David Davis was on robust form during Brexit Questions in the Commons this morning, DD told Newsnight that he could “live with” a shortened transition period for Brexit if it helped secure a deal with Brussels next week on the issue. He told MPs today: “Our immediate goal is to agree on implementation period by the European Council summit next week, we are confident we can reach this aim.” Some Remainers in Cabinet think ending the implementation period on December 31, 2020 is just too soon for business to be ready, and want us to be able to extend it, not shorten it.

The Times reports more good news for Leavers, stating EU negotiators have agreed Britain will be free to negotiate and sign free trade deals even during the transition. We won’t have to defer to Brussels in WTO talks too, as long as we don’t ‘contradict’ EU policies. And there was further progress even on the vexed issue of the devolved governments’ roles in Brexit yesterday. Nicola Sturgeon emerged from a meeting with the PM to declare their differences were “not insignificant but not insurmountable”.

Watch Stephen Hawking respond to the tricky question of Zayn Malik leaving One Direction and its ‘cosmic effect on the universe’.

Some MPs today are focused not just on the poisoning of two or three people in Salisbury, but on the poisoning of millions of Britons from air pollution. An unprecedented joint report by four Commons Select Committees has warned that our dirty air is a “national health emergency” that costs 40,000 lives and £20bn a year. The Environment Food and Rural Affairs, Environmental Audit, Health and Social Care, and Transport committees have all teamed up to give their verdict. Maybe the Government should show a similar joined-up approach?

And Labour’s Geraint Davies (who’s on the Environmental Audit committee) goes one step further, saying that there could be half a million more deaths from pollution after Brexit if the Government fails to take robust action. He says the EU Withdrawal Bill “fails to safeguard public health from air pollution by excluding air quality standards and enforcement agencies”. Ministers robustly deny any such implication. Meanwhile, the poison risk from plastics is again in the news, with the World Health Organisation (WHO) launching a review of the micro-plastics risk in bottled water.

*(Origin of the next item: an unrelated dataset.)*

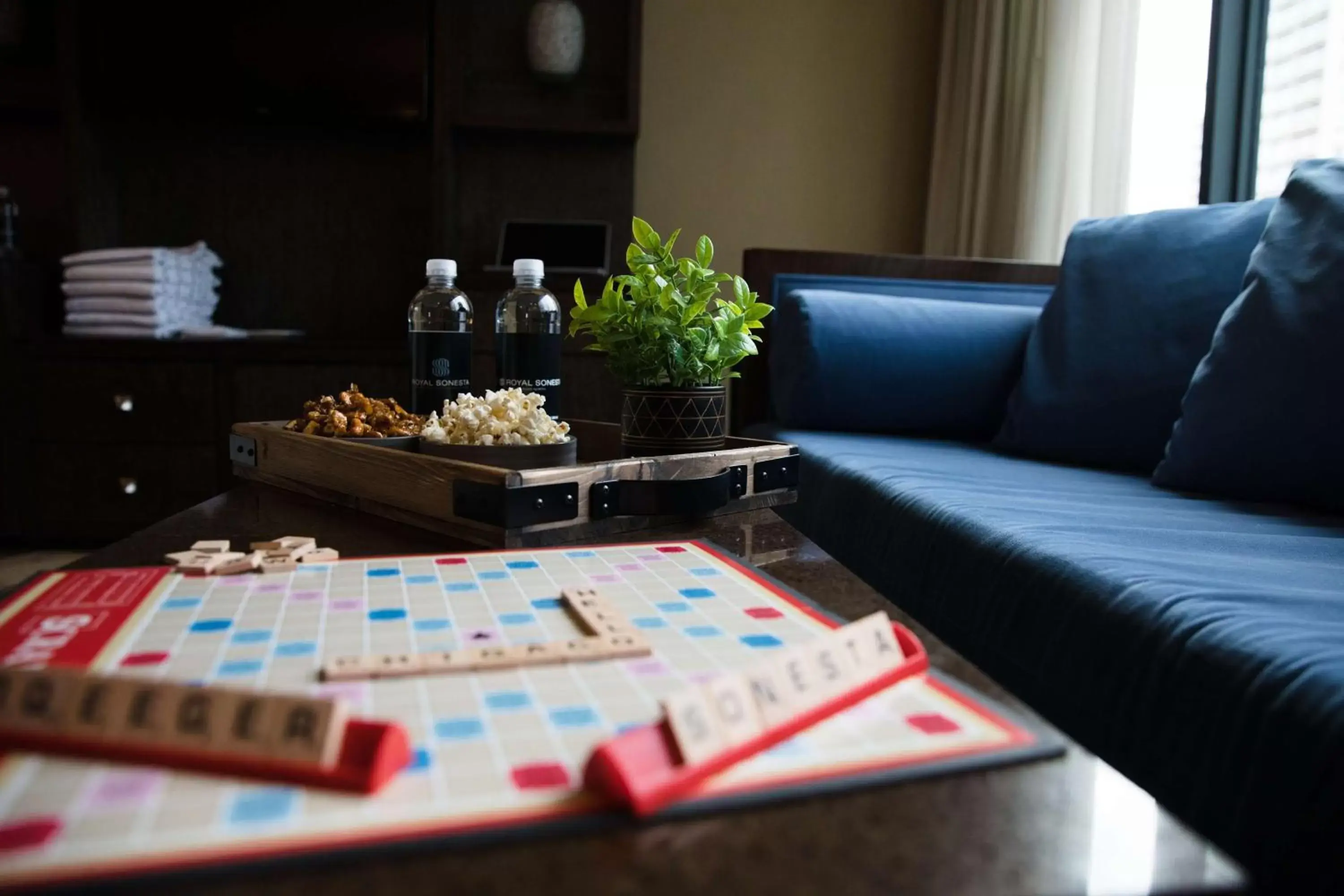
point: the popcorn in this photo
(507, 417)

MPs, unions and lawyers are calling for a blanket ban on unpaid shifts amid claims that there has been a six-fold rise in complaints about the practice over the past three years. Unite the union is leading the campaign and SNP MP Stewart McDonald has a private members’ bill tomorrow which seeks to change the current law. They say current legislation, which bars “excessively long” trials, is not tough enough. Sometimes the ‘trials’ are for jobs that don’t exist.

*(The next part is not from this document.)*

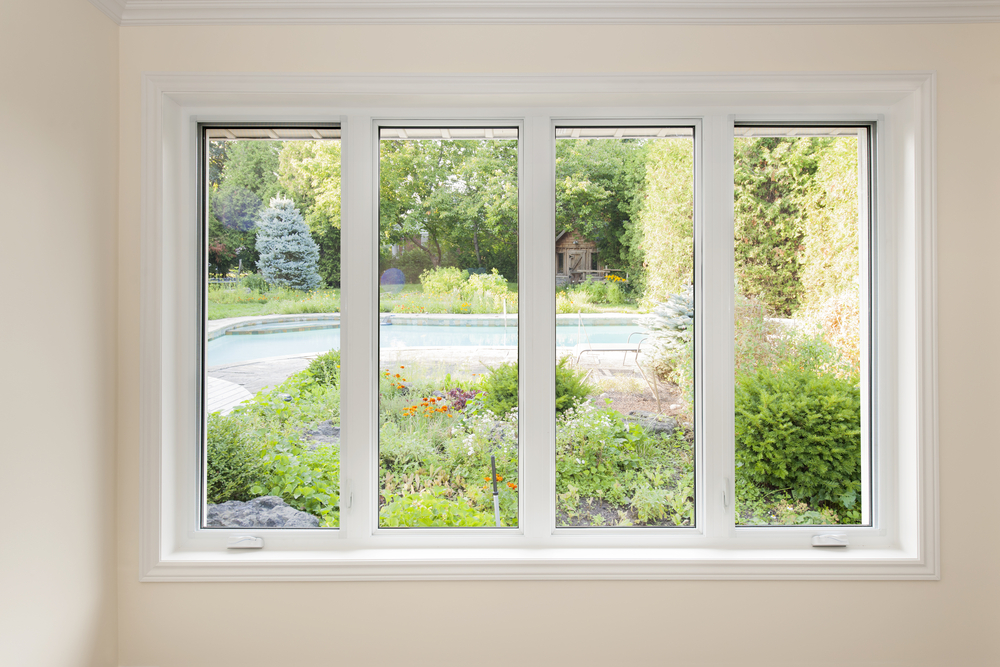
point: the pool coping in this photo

The BBC’s business correspondent Nina Warhurst has talked to people across the country suffering the problem, and found in one café in Liverpool that had four-week unpaid trials. And Warhurst underlined the gap between the older and younger generations on the phenomenon when she appeared on the Today programme just after 6.35am. Presenter John Humphrys sounded a bit baffled by the practice. “How does it work, this trial shift thing, Nina?” he asked. “I can tell you in detail John, because I’ve done plenty of them,” the young hack replied. Sick burn, as I think the youth of today might say.